My unit testing strategy, and some other thoughts on software
I work with what are ostensibly “micro” services. I prefer unit tests to test one entire path through the service — starting at the entrypoint (HTTP request, inbound message from queue) and ending either with the return value (HTTP response) or side effects (asserting database state and/or published messages). And I mock only at the architectural boundary (e.g., an HTTP request made by the system under test), only mocking inside the service in special cases (like for Time.now or something).
I only add tests of smaller units of behavior when the internal behavior is too complex to be comprehensively tested at the outer level. But the tests of the outermost behavior are always the starting point.
These are the unit tests that give deployment confidence. The unit is behavior — not class, not method — classes and methods are implementation details.
Some stray thoughts on software
Limit WIP + clear communication
Large batch-size and/or large amounts of work in progress (two sides of the same coin) is one of the great enemies in software. Lack of clear communication is another.
I’ve never done technical mountain climbing, but my notion is that when you’re on a rope together with someone, and you’re in a risky situation, you make a series of small maneuvers. And you communicate about each of your maneuvers, lest your partner be caught off guard.
Maintain only what is needed
Don’t build functionality that isn’t needed by the business. Delete code that doesn’t serve the business. There’s no universe in which it makes sense to keep code around that isn’t directly needed by the business today. If you ever miss that code (spoiler: you won’t), get it back via git history.
Clean code comes from understanding
Make an effort to understand everything you’re doing and ask questions if you don’t. Communicate well. Do what you promised to do. Follow through.

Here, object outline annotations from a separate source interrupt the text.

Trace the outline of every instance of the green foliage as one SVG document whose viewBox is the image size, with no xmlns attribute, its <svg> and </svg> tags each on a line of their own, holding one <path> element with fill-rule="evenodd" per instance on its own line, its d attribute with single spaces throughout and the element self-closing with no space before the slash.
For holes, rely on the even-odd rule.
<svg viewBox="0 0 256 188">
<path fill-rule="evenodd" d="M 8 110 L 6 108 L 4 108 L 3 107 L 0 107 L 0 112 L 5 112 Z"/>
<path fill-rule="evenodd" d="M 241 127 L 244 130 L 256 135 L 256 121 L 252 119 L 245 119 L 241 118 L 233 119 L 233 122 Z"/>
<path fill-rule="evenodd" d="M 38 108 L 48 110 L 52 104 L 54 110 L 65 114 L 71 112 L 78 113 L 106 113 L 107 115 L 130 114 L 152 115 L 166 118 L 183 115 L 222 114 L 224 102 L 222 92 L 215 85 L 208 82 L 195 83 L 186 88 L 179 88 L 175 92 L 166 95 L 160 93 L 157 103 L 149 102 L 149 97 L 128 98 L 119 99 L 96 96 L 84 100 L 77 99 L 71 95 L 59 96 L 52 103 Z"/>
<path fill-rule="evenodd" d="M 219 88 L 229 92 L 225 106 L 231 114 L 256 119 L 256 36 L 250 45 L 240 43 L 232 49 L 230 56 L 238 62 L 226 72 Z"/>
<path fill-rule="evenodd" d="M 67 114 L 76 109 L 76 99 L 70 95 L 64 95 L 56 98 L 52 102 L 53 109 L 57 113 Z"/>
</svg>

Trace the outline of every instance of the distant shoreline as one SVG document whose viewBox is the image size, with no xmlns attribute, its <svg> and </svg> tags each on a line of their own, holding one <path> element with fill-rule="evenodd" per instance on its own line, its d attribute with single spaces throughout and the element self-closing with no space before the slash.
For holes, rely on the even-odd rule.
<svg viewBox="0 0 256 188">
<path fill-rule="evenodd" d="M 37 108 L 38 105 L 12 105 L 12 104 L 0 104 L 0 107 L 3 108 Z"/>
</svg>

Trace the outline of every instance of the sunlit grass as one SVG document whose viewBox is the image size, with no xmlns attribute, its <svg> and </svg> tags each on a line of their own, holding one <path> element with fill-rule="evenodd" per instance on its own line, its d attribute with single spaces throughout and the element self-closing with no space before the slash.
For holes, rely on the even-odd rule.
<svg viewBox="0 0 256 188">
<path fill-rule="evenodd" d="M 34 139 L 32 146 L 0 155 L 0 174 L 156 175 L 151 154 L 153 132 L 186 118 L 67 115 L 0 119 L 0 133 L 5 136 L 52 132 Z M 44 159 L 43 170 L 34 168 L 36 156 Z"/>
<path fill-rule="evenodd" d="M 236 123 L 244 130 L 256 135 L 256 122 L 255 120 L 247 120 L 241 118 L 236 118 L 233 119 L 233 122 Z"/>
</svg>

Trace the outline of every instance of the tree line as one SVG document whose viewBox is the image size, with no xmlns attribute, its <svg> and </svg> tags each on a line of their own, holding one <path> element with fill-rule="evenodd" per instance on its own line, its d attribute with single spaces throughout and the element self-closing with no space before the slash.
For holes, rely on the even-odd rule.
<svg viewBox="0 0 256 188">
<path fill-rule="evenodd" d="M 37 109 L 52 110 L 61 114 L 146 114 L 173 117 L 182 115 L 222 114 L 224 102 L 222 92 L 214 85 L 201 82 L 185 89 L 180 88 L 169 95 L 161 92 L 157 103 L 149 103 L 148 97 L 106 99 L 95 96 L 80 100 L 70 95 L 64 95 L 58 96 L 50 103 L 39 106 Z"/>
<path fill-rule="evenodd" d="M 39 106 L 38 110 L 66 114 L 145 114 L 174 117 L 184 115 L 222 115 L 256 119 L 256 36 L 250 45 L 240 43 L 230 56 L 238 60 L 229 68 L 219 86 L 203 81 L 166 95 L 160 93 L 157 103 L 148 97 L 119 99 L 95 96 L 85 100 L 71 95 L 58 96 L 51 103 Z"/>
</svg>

Think very critically about the way you design a test. Think about what you’re testing. Think about how to test it in the most direct, minimal way — in isolation — to truly prove the target behavior. You’ll go a long way if you focus on designing the right tests — this will lead you to designing a system that Makes Sense.

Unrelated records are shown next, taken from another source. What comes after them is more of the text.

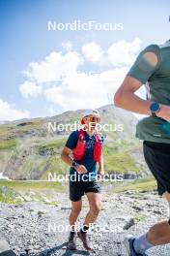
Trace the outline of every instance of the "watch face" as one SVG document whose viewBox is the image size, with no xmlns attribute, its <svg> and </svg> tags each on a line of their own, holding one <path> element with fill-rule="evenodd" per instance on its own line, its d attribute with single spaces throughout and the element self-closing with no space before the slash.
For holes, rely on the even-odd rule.
<svg viewBox="0 0 170 256">
<path fill-rule="evenodd" d="M 156 112 L 159 110 L 158 103 L 156 102 L 152 103 L 150 109 L 152 112 Z"/>
</svg>

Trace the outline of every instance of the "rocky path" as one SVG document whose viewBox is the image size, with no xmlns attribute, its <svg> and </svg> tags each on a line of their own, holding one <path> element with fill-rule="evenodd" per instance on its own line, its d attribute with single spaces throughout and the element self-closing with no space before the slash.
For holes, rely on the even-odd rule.
<svg viewBox="0 0 170 256">
<path fill-rule="evenodd" d="M 71 203 L 67 194 L 58 193 L 55 197 L 57 206 L 38 202 L 27 202 L 19 206 L 1 204 L 0 239 L 5 240 L 2 243 L 8 242 L 15 255 L 90 255 L 83 249 L 78 239 L 76 251 L 66 250 Z M 166 202 L 155 192 L 103 192 L 102 201 L 102 210 L 90 231 L 95 247 L 91 255 L 126 256 L 123 240 L 127 234 L 138 236 L 168 214 Z M 88 210 L 85 197 L 83 206 L 78 223 L 83 222 Z M 168 256 L 170 246 L 152 248 L 148 255 Z"/>
</svg>

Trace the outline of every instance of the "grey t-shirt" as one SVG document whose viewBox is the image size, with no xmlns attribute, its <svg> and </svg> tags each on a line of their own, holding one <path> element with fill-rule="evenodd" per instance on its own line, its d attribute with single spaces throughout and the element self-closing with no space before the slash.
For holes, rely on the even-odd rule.
<svg viewBox="0 0 170 256">
<path fill-rule="evenodd" d="M 152 62 L 147 52 L 154 52 L 157 61 Z M 147 84 L 148 99 L 170 106 L 170 42 L 162 46 L 147 47 L 140 52 L 128 76 Z M 169 144 L 170 123 L 159 117 L 144 117 L 137 123 L 136 137 L 144 141 Z"/>
</svg>

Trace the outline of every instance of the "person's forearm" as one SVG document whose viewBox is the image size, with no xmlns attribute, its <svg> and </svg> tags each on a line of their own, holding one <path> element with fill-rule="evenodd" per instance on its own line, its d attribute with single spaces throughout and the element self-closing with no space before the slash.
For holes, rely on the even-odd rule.
<svg viewBox="0 0 170 256">
<path fill-rule="evenodd" d="M 103 161 L 103 155 L 101 154 L 100 159 L 99 161 L 99 171 L 103 172 L 104 170 L 104 161 Z"/>
<path fill-rule="evenodd" d="M 151 115 L 151 101 L 143 100 L 130 91 L 117 92 L 114 97 L 114 104 L 127 111 Z"/>
</svg>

Strive to write code that is self-consistent. First at the function-level, then at the module-level, then service-level. Think about nature — it is always self-consistent because it simply “obeys the laws of physics” or, even more simply, “is”. That’s the best kind of code. Usually human-made creations (including our code) aren’t that way. We’ve done extremely well if we have written something that is self-consistent, like nature.
Reading good code improves one’s understanding — not clouds it. Code should express your model of the domain — how you view the problem. If you’re not writing clear-enough code, you haven’t understood the problem or the domain well enough. Usually that means you have to ask more questions.
I’m very, very rarely positively amazed by any code. Sometimes I’m amazed when I see a pattern that I can immediately tell is cleaner than anything I had known before. I think I feel a little bit of amazement then. Code that’s written by someone who knew just what should be left there, the bare minimum needed for it to work and still make perfect sense — basically, to borrow from Michelangelo, they found the sculpture inside the nondescript block of marble. I’m amazed when I see code that is truly consistent within itself — so rare in the real world. For some reason I think specifically of some open source code written by Mark Seemann that I had read years ago. I’m amazed when code doesn’t force me to contort my thinking just to understand what it’s trying to do.
But I think the same is true generally — few things are amazing. The whole point of amazement is that it is about something extra-ordinary. Most things are, rather, ordinary — and do not warrant amazement.